If we run the above code, we should see the generated machine code. Here is what I see on a macOS machine:

1 Memory content: 18/4096 bytes used
2 0x55 0x48 0x89 0xe5 0x48 0xb8 0x60 0x9f 0xf4 0xd 0x1 0x0 0x0 0x0 0xff 0xd0 0x5d
3 0xc3

At this point, all we have to do is to cast the address of our generated code to a function pointer and call the function.
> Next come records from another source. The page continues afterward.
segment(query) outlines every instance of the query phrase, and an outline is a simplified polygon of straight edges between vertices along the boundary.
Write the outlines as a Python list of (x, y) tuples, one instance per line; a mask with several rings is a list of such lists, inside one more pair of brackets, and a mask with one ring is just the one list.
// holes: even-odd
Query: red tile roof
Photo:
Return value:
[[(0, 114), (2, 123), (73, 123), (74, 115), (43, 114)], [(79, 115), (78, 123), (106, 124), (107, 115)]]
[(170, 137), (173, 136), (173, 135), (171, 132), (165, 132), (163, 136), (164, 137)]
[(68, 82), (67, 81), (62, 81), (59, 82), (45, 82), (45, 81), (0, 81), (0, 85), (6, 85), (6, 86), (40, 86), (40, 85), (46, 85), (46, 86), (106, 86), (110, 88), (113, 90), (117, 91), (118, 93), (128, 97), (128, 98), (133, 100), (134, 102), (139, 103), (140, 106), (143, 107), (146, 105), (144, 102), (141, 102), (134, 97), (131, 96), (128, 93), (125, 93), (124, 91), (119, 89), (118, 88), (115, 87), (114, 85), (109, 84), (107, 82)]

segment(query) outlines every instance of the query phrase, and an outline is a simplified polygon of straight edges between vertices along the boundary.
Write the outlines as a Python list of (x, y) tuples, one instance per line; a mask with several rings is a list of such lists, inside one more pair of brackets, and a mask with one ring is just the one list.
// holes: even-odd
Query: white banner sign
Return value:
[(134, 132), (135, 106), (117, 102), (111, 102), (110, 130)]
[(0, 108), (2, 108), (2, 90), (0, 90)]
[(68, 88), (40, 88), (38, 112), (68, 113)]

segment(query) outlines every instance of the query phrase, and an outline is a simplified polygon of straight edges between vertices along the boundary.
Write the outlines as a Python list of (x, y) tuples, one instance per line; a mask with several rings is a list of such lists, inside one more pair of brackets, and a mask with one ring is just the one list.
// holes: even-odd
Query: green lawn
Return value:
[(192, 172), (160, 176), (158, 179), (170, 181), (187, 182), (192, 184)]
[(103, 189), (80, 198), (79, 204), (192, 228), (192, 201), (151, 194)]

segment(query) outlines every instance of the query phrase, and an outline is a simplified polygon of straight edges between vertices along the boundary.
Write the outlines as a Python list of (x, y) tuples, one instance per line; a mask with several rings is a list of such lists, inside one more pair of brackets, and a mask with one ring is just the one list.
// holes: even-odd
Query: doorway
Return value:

We’ll also show the side effects of calling test() on the global variable a:

 1 // ...
 2 
 3 int main() {
 4     // ...
 5 
 6     std::cout << "Global data initial values:\n";
 7     std::cout << a[0] << "\t" << a[1] << "\t" << a[2] << "\n";
 8 
 9     // Cast the address of our generated code to a function pointer and call the function
10     void (*func)() = reinterpret_cast<void (*)()>(mp.mem);
11     func();
12 
13     std::cout << "Global data after test() was called from the generated code:\n";
14     std::cout << a[0] << "\t" << a[1] << "\t" << a[2] << "\n";
15 }

This is what I see on a macOS machine:

 1 $ clang++ -std=c++14 -stdlib=libc++ -Wall -pedantic funcall.cpp -o funcall
 2 $ ./funcall
 3 
 4 Memory content: 18/4096 bytes used
 5 0x55 0x48 0x89 0xe5 0x48 0xb8 0x40 0x9f 0x52 0x3 0x1 0x0 0x0 0x0 0xff 0xd0 0x5d
 6 0xc3
 7 
 8 Global data initial values:
 9 1	2	3
10 Ohhh, boy ...
11 Global data after test() was called from the generated code:
12 -4	-3	-2
13 $

If you run the code on your machine, you should get identical results, except for the machine code part that stores the address of the C++ function.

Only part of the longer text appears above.